Nick Mason ha sempre avuto un atteggiamento bonario, si è preso gli applausi, ma ha ringraziato il pubblico con la mano sul cuore ricordando gli anni del Piper di Roma dove i Pink Floyd tennero il loro primo concerto italiano (19/04/1968), “Un’insolita location situata in una cantina, con una lunga scala per accedervi” come recita la loro pagina Facebook ufficiale.

Il batterista ha anche ricordato con affetto sincero, insieme a tutto il pubblico, gli amici che il tempo si è portato via, il diamante pazzo Syd Barrett e il gentelman delle tastiere Richard Wright.

Quello che ha conquistato tutto il pubblico, in verità già molto predisposto e giustamente adorante, è stata la lezione di umiltà e di grandissima professionalità che Mason e i suoi pards hanno impartito a tutti. Ce n’è tanto bisogno soprattutto nel panorama della musica italiana nel quale sembrano contare solamente le smargiassate di cafoni social con l’autotune che si credono David Bowie o il broncio e le “cose di fuori” di ragazzine che si atteggiano a Louise Veronica Ciccone, come dice il Poeta all’Inferno: “Vanità che par persona”.

Detto questo e si perdonerà lo sproloquio dell’anziano critico, è necessario sottolineare anche l’importanza di Nick Mason come produttore e come epigono di un sottogenere del rock progressivo, il Canterbury sound, che sarebbe stato molto diverso senza la sua opera di supporto e produzione.

In particolare, visto che, quando si parla generalmente dei Pink Floyd, passa in sottotraccia, si ricordi il suo rapporto con il grandissimo e sfortunato Robert Wyatt che fece germinare quel capolavoro assoluto della musica contemporanea che è “Rock Bottom” (1974) e nel fantastico live dello stesso anno che vide la partecipazione di molti tra gli epigoni di quella scena musicale, pubblicato con il titolo di “Theatre Royal Drury Lane 8th September 1974”.

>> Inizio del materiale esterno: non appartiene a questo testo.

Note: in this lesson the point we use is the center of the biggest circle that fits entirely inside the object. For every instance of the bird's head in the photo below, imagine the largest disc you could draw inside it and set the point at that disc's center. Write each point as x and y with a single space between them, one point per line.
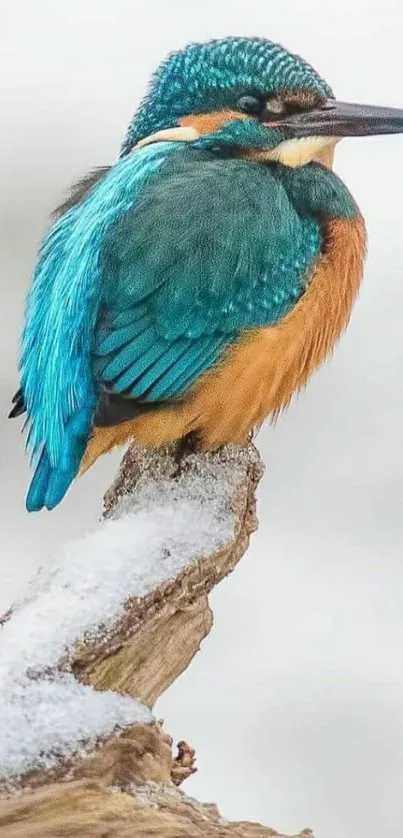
253 97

Il concerto di Palmanova che, invece, può anche essere interpretato come un omaggio al Cappellaio matto Syd Barrett, si è chiuso con “Bike” una sua emozionante, allegra, stralunata canzone dedicata a Jenny Spires, sua musa e sua fiamma dei bei tempi perduti nei quali per sognare bastava una bicicletta con un cestino e un campanello che suona.

“I’ve got a bike, you can ride it if you like, it’s got a basket, a bell that rings, and things to make it look good, I’d give to you if I could, but I borrowed it”.